The Economic Game-Changer no Presidential Candidate Wants to Talk About
There was a fair amount of excitement last week in Singapore as hundreds of delegates—including a number of chief justices, senior judges, and lawyers—came together from Southeast Asia, Australia, Japan, China, Korea, and India. They gathered at an international conference—“Doing Business Across Asia: Legal Convergence in an Asian Century”—with a single focus: to promote convergence of their disparate legal systems in order to boost Asian business. International commerce thrives on the rule of law because it reduces uncertainty, so this was no mere academic exercise.
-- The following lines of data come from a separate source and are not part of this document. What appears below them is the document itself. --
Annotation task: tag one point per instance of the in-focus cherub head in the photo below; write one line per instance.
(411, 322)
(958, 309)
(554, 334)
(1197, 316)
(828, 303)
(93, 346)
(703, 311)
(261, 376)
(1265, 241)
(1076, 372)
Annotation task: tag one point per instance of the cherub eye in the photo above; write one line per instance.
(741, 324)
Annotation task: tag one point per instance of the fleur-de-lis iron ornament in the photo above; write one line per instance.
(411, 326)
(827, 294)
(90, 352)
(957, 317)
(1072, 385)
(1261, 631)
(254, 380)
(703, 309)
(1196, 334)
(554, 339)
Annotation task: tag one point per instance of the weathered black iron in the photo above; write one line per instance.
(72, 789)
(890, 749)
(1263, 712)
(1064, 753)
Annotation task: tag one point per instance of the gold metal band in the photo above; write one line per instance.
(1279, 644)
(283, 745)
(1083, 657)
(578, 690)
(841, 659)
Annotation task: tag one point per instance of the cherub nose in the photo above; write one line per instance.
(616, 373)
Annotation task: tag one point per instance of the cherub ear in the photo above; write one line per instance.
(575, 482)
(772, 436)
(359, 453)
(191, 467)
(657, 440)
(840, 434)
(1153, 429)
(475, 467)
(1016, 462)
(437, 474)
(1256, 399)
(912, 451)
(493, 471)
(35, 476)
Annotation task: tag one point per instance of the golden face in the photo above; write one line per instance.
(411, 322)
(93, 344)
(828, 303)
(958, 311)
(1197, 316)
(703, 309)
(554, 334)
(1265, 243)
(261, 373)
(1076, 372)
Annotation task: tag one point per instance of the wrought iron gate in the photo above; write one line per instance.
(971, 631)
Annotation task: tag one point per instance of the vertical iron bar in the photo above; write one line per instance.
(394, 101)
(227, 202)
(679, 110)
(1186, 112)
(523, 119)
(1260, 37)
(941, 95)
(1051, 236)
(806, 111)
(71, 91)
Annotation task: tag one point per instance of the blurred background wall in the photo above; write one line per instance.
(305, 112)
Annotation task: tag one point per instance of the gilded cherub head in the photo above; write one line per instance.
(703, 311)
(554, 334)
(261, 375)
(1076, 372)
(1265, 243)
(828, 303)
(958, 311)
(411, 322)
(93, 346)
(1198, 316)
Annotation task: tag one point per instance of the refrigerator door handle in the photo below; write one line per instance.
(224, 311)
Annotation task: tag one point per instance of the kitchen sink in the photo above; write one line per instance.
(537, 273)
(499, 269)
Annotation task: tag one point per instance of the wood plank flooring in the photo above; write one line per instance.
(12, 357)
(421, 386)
Their efforts reflect one of their governments’ top priorities: regional economic integration to promote growth. The dominant economic player in the region is China, and it has its own set of regional initiatives. The latest is its “ One Belt, One Road” policy, which consists of massive Chinese expenditure on Pan-Asian infrastructure, spanning the continent with new highways and railroads. (For an American comparison, think of the interstate highway system created on the initiative of President Eisenhower.) The China-led Asian Infrastructure Investment Bank (AIIB) became operational that same week, making it, in essence, a world bank focused on Asia.
As the U.S. promoted interstate commerce a century ago, there are a series of regional trade negotiations underway in Asia. The largest—in terms of number of participants—is the Regional Cooperative Economic Partnership (RCEP) with 16 countries (the 10 Association of Southeast Asian Nations member states—Indonesia, the Philippines, Singapore, Malaysia, Thailand, Vietnam, Laos, Cambodia, Brunei, and Myanmar—plus Australia, New Zealand, India, China, Japan, and Korea). America’s economic involvement in the region is most evident in the Trans-Pacific Partnership (TPP), an agreement joining 12 Pacific-Rim countries to open their markets on a reciprocal basis. It is due to be signed next week in New Zealand. Within the TPP are the first U.S. free-trade agreements with Japan and Vietnam—and this is just a beginning. Six other Asia-Pacific countries have indicated that they want to join TPP as well. This is no small deal.
But while Asian governments are looking for ways to reach out to deepen economic relationships with other countries, there is all too much evidence that the current American attitude—especially amongst politicians—is headed in the opposite direction. Almost all of the presidential candidates have expressed serious qualms about the U.S. joining a trade deal across the Pacific. This is counter-intuitive. The United States is already very open to foreign trade and investment, so it should be evident that gaining improved access to Asian markets—under modernized rules for the new digital global economy—will be an extremely smart move for the United States.
Asia, which accounts for 60% of the world’s population, is where most of the world’s customers live. Asia is growing at almost twice the rate of the United States, even with China’s slowdown. (In 2000, the region accounted for less than 30% world output, but by 2014, this number had risen to almost 40%, according to the IMF.) It’s evident that improving access to Asian markets is important to the American economy.
Nevertheless, a nearly uniform failure to speak out in favor of the TPP is the only area of bipartisan agreement among the presidential candidates. This is particularly ironic given the fact that the decision to enter the TPP negotiations was a George W. Bush decision and concluding the agreement is an Obama Administration achievement.
It’s obvious that the American people crave strong leadership. That is perhaps the single best explanation for the Trump phenomenon. But the direction our leaders take matters. Asia is looking for American leadership. China’s neighbors, with the possible exception of North Korea, are concerned with a number of aspects of Chinese policy, not least its aggressive territorial claims to the oceans they all currently share.
Asia’s eagerness to promote international trade and investment, with the welcome mat laid out for U.S. business, is certainly not reflected in America’s current politics. No presidential candidate is campaigning on a platform of international economic engagement. Donald Trump has called the TPP a “horrible deal,” saying, “It’s a deal that was designed for China to come in, as they always do, through the back door and totally take advantage of everyone.” And Hillary Clinton reversed her stance, saying, “… In looking at it, it didn’t meet my standards.” It is just not possible to find in these candidates’ statements any reflection of the outward-looking trade policies of presidents Wilson, Reagan, Roosevelt, Kennedy, or Bush—father and son.
And where is the U.S. Congress on America’s one great Asian initiative—the TPP? Its leaders are saying that getting congressional approval is going to be tough going, but there is just a chance that it could happen at the end of the year in the short post-election session. That is a very tight window.
What is clear from the meeting in Singapore and the current initiatives Asian countries are pursuing is that while American leadership is sought and welcomed in a majority of the countries in Asia, U.S. absence won’t prevent these countries from pursuing their own economic integration as being pro-business, pro-growth initiatives.
This is a time for increased American engagement—not retreat.
Alan Wm. Wolff is Chairman of the National Foreign Trade Council and a Senior Counsel with the international law firm Dentons. He was U.S. Deputy Trade Representative in the Carter Administration.